I tried to follow the Orioles – I really did. On a similar car ride at age 10, when the baseball game was playing on our way home from my cousin’s birthday party, I focused intently, wanting to understand it all. Bottom of the fourth. Bases loaded. Eric Davis is at the plate. Strike one. Ball one. Ball two … And then my mind wandered to the way I got my prize by following an orange string earlier that day.
Every year, my uncle would set up The String Game for his eldest daughter’s birthday. He would select one colored string for each child attending and weave it through the yard, over the playset and other obstacles leading to the child’s prize on the other end. The strings were intertwined and complicated to follow, and it created a fantastic maze. Lost replaying this memory, I forgot I was trying to stay tuned in to the game. I didn’t know if Davis ever brought in those runs. In moments like this, I resigned to being not much of a baseball fan.
When I was kid, going to an Orioles game was a blast. Going to an Orioles game meant going downtown on a school night. It led to finding your forest green seat and asking Mom to reveal her stash of peanuts.
I waited for the Oriole Bird to come shake his tailfeathers and tease the fans in our section. I was poised and ready to jump up when the wave came through. I was on the edge of my seat when the ball soared high into the outfield and players scrambled to get under it. I remember the way the crowd erupted when a home run was hit by the Orioles (and I loved how the roar echoed into the hallways when I happened to be seeking nachos at a concession stand during the play).

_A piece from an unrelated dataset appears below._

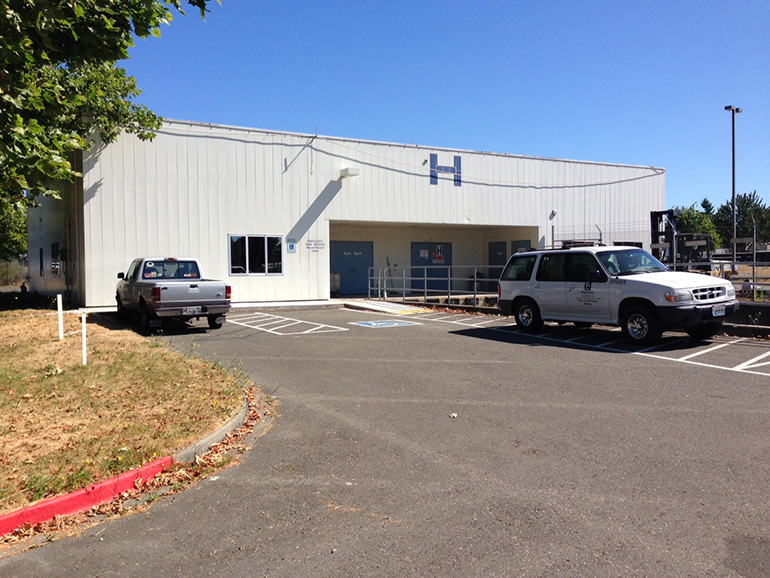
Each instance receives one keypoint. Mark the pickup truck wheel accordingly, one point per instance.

Every game, I hoped a foul ball would land gently in my lap while simultaneously fearing that a foul ball would hit me in the head – since one actually did hit my grandma.
Looking back on these memories, I am re-thinking my determination that I am not much of an Orioles fan. That kid who loved attending the O’s game because of the atmosphere and who loved listening to Orioles games because it lulled her to sleep – that kid was an Orioles fan. That fan is still inside me whether I follow the team or not. Maybe it’s time to go back to Camden Yards to watch the Orioles play, or rather to fully enjoy the atmosphere, the Oriole Bird, the excitement of it all.
Kaitlin Glenn lives in St. Mary’s county tucked away in a pine grove with her husband, two children, and puppy dog. She works part-time in a physical therapy clinic and spends her other hours outdoors with her children, reading books, and taking deep breaths because life is full of hard things.
Jack Gibbons spent 46 years in sports journalism, including a chunk of that time as sports editor of The Baltimore Sun. Now retired from full-time work, Jack serves as the lead editor and writer for BaltimoreBaseball.com’s Calling the Pen, a periodic feature that highlights baseball essays written by the community. If you would like to contribute to Calling the Pen, send a 750-1,200-word, original piece via email to [email protected] for consideration.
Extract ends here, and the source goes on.